If you could communicate something to those you care about most before you die what would it be? Surely there must be something important you’ve learned that’s worthy of passing on to the next generation—something that’s meaningful and valuable. What would you say is most important? What would your story be about?
Having been brought up in the Oregon City Followers of Christ group, I was taught mainly with stories. These weren’t stories that would point to the gospel but mostly stories from within the group about healings, miracles, things Walter had said, things the elders had taught and how the FOC in Idaho was wrong, etc. The stories were mixed with biblical directives but always pointed to the group in Oregon City as being a special place, the place to be for a chance at salvation—if you were good enough. The following story is one of many that haven’t left my memory after all these years (probably because it seems to be at the core of FOC theology).

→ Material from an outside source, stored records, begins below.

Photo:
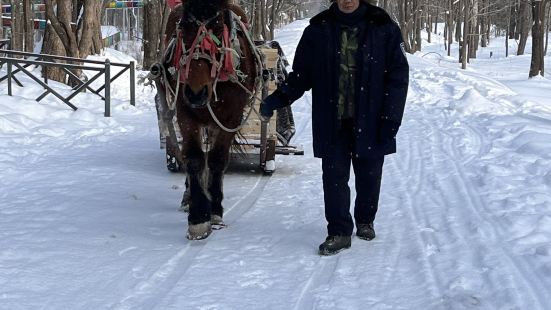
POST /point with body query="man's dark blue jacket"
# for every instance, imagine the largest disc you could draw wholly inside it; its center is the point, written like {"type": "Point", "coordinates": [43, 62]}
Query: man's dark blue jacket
{"type": "Point", "coordinates": [381, 83]}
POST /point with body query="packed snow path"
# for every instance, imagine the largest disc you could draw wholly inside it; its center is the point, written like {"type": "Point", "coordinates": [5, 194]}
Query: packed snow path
{"type": "Point", "coordinates": [88, 214]}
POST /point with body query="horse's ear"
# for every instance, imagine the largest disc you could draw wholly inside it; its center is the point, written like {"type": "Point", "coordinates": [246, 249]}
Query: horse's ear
{"type": "Point", "coordinates": [222, 3]}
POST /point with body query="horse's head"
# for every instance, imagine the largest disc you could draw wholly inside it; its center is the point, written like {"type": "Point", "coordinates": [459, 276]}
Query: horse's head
{"type": "Point", "coordinates": [202, 36]}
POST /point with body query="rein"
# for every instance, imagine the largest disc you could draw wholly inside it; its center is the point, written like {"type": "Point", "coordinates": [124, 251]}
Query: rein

I must have been in my late teens when this older man lay sick on his deathbed. As far as I know this man had always been a church member, he was a father and husband, and the son of an elder. From my teenage perspective, he was the kind of man that should be able to speak of real hope and wisdom. As he lay there in a room with his brothers by his side he said this: “I’ve never been drunk, I’ve never committed adultery, I’ve never killed anyone, and I think I’ve got a real good chance of going to heaven.” The brothers all seemed to be in agreement that their brother was on good ground because of his own record. As the story was retold to me at home by one of the brothers of the sick man, he built upon the story with his own comment: “Wouldn’t it be wonderful if you could say the same things before you die?”

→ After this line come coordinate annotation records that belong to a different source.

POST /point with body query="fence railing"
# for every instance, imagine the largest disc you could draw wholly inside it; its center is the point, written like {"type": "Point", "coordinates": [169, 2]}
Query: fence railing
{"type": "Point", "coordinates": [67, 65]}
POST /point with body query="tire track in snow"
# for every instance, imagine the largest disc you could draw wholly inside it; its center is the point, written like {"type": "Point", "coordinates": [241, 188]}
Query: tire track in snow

Somehow this story affected me. As I recall the impact of this and other stories there is a realization that I liked stories like this because they fed my misguided notion of being spiritually advantaged because there was something good in me and something extra-special about my church. Having a head start on everyone else in the world outside of my group, now I just needed to earn salvation, so I listened for the instructions of going to heaven. When I messed up in my pursuit of being righteous, I would simply start over, and I started over a lot. Even when I could control the words and actions, there were the thoughts to deal with everyday. With this heavy task of self-achieved righteousness ahead, questions often arose in my mind about real hope, purpose and happiness. I continually wrestled with that deathbed story.
What the dying man said sounds right if you read the scriptures merely as a compendium of instructions. But if you read the story in the scriptures and see the hero of the story, it’s shocking. There is no place or people group that can save me and I can’t be good enough to make myself right with God. But there is one story that can bring light out of darkness, it’s a story of the innocent dying for the guilty, the strong standing in place of the helpless, the righteous one suffering and dying for the unrighteous -- that is the good news. If it doesn’t shock you then you haven’t really heard it. If the story of Jesus doesn’t rattle your very core and change you, it will become an offense that forces you to stand upon your own record.
And on the last day, when it matters most, your own record will be contrasted against Jesus’ perfect one and then you’ll see there has ever only been One who was good enough to earn salvation. Will He be your Hero?